By this time, Lenski calculated, enough bacterial cells had lived and died that all simple mutations must already have occurred several times over.
That meant the "citrate-plus" trait must have been something special – either it was a single mutation of an unusually improbable sort, a rare chromosome inversion, say, or else gaining the ability to use citrate required the accumulation of several mutations in sequence.
To find out which, Lenski turned to his freezer, where he had saved samples of each population every 500 generations. These allowed him to replay history from any starting point he chose, by reviving the bacteria and letting evolution "replay" again.
Would the same population evolve Cit+ again, he wondered, or would any of the 12 be equally likely to hit the jackpot?
The replays showed that even when he looked at trillions of cells, only the original population re-evolved Cit+ – and only when he started the replay from generation 20,000 or greater. Something, he concluded, must have happened around generation 20,000 that laid the groundwork for Cit+ to later evolve.

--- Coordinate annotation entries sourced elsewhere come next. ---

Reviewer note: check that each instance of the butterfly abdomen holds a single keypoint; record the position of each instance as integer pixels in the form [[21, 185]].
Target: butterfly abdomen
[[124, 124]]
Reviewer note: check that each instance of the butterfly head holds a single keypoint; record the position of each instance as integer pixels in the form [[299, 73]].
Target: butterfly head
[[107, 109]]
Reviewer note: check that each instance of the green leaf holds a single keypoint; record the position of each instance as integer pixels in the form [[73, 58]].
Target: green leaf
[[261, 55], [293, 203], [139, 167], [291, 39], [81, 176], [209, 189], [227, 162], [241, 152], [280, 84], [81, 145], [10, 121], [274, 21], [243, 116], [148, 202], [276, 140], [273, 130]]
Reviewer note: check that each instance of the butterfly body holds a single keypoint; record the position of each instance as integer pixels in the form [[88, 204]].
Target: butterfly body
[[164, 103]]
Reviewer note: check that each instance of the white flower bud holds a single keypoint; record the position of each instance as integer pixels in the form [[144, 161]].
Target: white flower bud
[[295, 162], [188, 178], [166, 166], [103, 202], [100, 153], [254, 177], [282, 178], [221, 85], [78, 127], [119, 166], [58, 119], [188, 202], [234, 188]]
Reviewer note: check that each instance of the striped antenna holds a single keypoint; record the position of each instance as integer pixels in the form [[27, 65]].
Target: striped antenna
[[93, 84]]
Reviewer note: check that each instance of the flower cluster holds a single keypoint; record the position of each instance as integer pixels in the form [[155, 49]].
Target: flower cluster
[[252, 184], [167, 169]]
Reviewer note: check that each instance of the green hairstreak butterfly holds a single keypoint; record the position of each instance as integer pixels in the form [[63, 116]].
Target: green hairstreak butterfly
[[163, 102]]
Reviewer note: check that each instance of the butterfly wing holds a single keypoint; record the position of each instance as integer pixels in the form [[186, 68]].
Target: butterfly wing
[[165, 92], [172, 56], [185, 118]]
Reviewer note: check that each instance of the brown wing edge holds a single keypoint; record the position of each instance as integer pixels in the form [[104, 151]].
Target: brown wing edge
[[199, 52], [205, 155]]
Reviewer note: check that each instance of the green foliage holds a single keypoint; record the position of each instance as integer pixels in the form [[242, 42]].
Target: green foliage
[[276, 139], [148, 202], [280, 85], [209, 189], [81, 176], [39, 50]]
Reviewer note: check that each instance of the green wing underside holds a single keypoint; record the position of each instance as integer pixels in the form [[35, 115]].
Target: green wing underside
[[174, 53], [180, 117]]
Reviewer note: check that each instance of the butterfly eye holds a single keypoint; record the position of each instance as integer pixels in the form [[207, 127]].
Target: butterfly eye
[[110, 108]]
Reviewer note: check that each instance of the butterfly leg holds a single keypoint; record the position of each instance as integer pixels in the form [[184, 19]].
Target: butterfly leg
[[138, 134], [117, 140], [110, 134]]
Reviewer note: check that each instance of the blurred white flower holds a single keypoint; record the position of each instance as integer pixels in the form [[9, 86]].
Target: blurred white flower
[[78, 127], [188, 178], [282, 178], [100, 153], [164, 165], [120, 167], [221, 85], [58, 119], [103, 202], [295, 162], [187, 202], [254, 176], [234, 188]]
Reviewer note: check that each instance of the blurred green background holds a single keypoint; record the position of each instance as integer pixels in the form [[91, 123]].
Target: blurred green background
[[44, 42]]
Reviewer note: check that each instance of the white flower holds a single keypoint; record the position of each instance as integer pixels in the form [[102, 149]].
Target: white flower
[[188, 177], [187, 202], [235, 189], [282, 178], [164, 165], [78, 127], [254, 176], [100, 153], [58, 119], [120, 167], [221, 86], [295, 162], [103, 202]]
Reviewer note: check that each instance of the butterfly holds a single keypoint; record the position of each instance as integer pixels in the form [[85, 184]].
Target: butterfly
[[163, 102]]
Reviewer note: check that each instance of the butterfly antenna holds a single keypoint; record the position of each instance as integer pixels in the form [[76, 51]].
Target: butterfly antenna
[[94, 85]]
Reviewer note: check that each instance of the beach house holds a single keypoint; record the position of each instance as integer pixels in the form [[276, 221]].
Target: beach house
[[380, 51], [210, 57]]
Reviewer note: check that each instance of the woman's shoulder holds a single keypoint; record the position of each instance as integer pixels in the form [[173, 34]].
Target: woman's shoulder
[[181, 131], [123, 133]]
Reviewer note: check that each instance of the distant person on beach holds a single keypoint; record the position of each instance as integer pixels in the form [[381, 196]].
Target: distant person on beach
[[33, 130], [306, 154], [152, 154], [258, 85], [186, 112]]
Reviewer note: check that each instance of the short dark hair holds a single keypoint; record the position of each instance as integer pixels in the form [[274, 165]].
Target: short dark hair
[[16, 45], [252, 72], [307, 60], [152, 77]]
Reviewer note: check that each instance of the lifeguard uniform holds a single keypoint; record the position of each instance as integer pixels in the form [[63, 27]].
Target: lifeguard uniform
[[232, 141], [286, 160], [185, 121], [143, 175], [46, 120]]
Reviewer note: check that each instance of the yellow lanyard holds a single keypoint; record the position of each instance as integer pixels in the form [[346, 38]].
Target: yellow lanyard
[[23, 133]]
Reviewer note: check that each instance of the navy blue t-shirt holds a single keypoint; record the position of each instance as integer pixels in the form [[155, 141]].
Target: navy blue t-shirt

Lenski and his colleagues are now working to identify just what that earlier change was, and how it made the Cit+ mutation possible more than 10,000 generations later.
It is said that you could have a million different Earths starting out with life, each with identical environments, and you would never repeat the same evolutionary results twice. This now appears to be the case. There may be millions of other random changes happening to countless forms of life all over the world, but it's almost impossible that a starling in York, England and a starling in New York will ever come into being with the same mutation, arising separately.
But it's all for some end result, right? No, there's no final thing being worked up to, so you can ignore that progression of evolution picture from years gone by. You know: chimp, caveman, us. Unless it's for comedy purpose, of course...
...then it's funny.
Evolution is just a random switching of the chemicals that make up your DNA. Randomness in DNA does strange things, like make some lions in Africa whiter than usual (for example). White lions get ostracized from the pride, so being a pale lion isn't a good thing, unless a new Ice Age gives them the edge in camouflage. Lion DNA has no idea what it's doing, it just randomly changes and 'the good changes' stick purely because those 'good changes' mean the life-form in question is more likely to eat, grow, and reproduce. And the bad changes get you turfed out for spoiling the ambushes.
In the meantime, the experiment stands as proof that evolution does not always lead to the best possible outcome. Instead, a chance event can sometimes open evolutionary doors for one population that remain forever closed to other populations with different histories.
Lenski's experiment is also yet another poke in the eye for anti-evolutionists, notes Jerry Coyne, an evolutionary biologist at the University of Chicago. "The thing I like most is it says you can get these complex traits evolving by a combination of unlikely events," he says. "That's just what creationists say can't happen."
Thus saving me having to argue the whole '747 built in a scrap-yard' argument, because that isn't how evolution works. It works exactly as Charles Darwin said...
As many more individuals of each species are born than can possibly survive; and as, consequently, there is a frequently recurring struggle for existence, it follows that any being, if it vary however slightly in any manner profitable to itself, under the complex and sometimes varying conditions of life, will have a better chance of surviving, and thus be naturally selected. From the strong principle of inheritance, any selected variety will tend to propagate its new and modified form.